Questions this series seeks to engage with include: What are some environmental issues that artistic interventions attempt to examine and how? Why is arts-based research the best way forward in case of such research intervention? How can arts-based research add to traditional qualitative research methodologies? What are the problems faced when employing arts-based research methods to matters of grave and immediate importance? How does arts-based research effectively communicate theories, narratives, and findings of heavy research?
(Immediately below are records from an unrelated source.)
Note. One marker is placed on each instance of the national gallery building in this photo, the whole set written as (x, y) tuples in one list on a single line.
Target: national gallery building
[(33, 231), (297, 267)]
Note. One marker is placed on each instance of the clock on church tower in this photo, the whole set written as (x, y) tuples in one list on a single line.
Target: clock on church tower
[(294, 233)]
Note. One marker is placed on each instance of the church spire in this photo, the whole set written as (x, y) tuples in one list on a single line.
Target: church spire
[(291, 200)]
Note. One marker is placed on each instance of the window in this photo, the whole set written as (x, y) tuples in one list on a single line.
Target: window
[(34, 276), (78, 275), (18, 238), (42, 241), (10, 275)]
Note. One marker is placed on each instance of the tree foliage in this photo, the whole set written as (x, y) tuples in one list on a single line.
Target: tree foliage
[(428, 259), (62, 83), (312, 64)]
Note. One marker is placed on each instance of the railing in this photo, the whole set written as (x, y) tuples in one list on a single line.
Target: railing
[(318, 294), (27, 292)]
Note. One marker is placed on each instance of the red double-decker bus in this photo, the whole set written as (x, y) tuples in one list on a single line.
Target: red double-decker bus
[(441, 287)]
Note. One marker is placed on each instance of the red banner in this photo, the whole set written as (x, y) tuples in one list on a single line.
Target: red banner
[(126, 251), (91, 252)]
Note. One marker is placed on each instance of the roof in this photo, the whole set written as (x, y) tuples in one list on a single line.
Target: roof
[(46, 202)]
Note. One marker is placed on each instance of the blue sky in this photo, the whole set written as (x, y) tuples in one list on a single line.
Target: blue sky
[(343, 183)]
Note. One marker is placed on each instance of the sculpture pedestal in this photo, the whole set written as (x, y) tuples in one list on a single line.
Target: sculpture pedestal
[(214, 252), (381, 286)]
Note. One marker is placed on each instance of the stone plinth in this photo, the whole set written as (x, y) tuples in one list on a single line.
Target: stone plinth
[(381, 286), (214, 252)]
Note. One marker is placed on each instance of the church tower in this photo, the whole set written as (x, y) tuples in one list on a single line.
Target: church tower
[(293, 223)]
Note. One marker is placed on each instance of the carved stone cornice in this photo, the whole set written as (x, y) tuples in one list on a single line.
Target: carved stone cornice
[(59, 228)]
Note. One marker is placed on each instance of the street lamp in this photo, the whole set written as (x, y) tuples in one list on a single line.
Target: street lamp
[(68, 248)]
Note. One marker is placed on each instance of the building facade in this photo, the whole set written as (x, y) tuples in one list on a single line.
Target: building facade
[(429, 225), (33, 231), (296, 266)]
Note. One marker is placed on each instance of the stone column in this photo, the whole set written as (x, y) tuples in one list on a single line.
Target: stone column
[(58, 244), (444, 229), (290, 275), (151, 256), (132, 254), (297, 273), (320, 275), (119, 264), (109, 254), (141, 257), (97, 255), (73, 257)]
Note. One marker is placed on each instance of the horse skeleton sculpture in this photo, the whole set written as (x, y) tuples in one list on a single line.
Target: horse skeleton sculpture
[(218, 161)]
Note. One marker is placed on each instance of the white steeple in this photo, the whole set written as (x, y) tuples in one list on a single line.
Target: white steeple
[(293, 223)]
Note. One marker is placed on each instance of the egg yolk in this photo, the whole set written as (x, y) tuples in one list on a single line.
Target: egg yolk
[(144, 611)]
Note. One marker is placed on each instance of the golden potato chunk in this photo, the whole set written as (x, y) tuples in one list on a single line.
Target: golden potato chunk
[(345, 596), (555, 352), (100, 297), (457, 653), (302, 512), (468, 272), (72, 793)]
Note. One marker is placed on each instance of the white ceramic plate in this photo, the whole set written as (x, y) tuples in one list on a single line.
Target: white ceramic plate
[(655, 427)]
The series is open to reflective pieces, research findings, art installations and interpretations, as well as participatory research reports. Potential topics and themes may include, but are not limited to :
- Climate disasters and forced migration
- Marginalized occupations
- Community participation in envisioning better futures
- Histories of discrimination
- Indigenous knowledge
- Trauma narratives
- Policy building
- Colonization’s effect on people’s relationship to the land
The Network in Canadian History and Environment (NiCHE) invites expressions of interest from activists, independent researchers, academics, students, musicians, artists, and thespians interested in contributing to a blog series exploring Arts-Based Research approaches to topics in the environmental humanities.
Please submit a 100-word abstract to Amrita DasGupta (a.dasgupta7 [@] lse.ac.uk) by March 7th, 2023. Those selected to contribute complete blog posts of 800-1000 words will be notified by end of March 2023. The series will be published in spring 2023.
NiCHE offers $100 CAD honoraria to contributors without adequate or consistent access to institutional support. Learn more about our honoraria policy here.
1 Finley, Susan. Handbook of the Arts in Qualitative Research: Perspectives, Methodologies, Examples, and Issues. Thousand Oaks, CA: SAGE Publications, Inc., 2008. SAGE Research Methods, doi: https://dx.doi.org/10.4135/9781452226545.
2 Lincoln, Yvonna S, and Norman K Denzin. Turning Points in Qualitative Research : Tying Knots in a Handkerchief. AltaMira Press, 2003.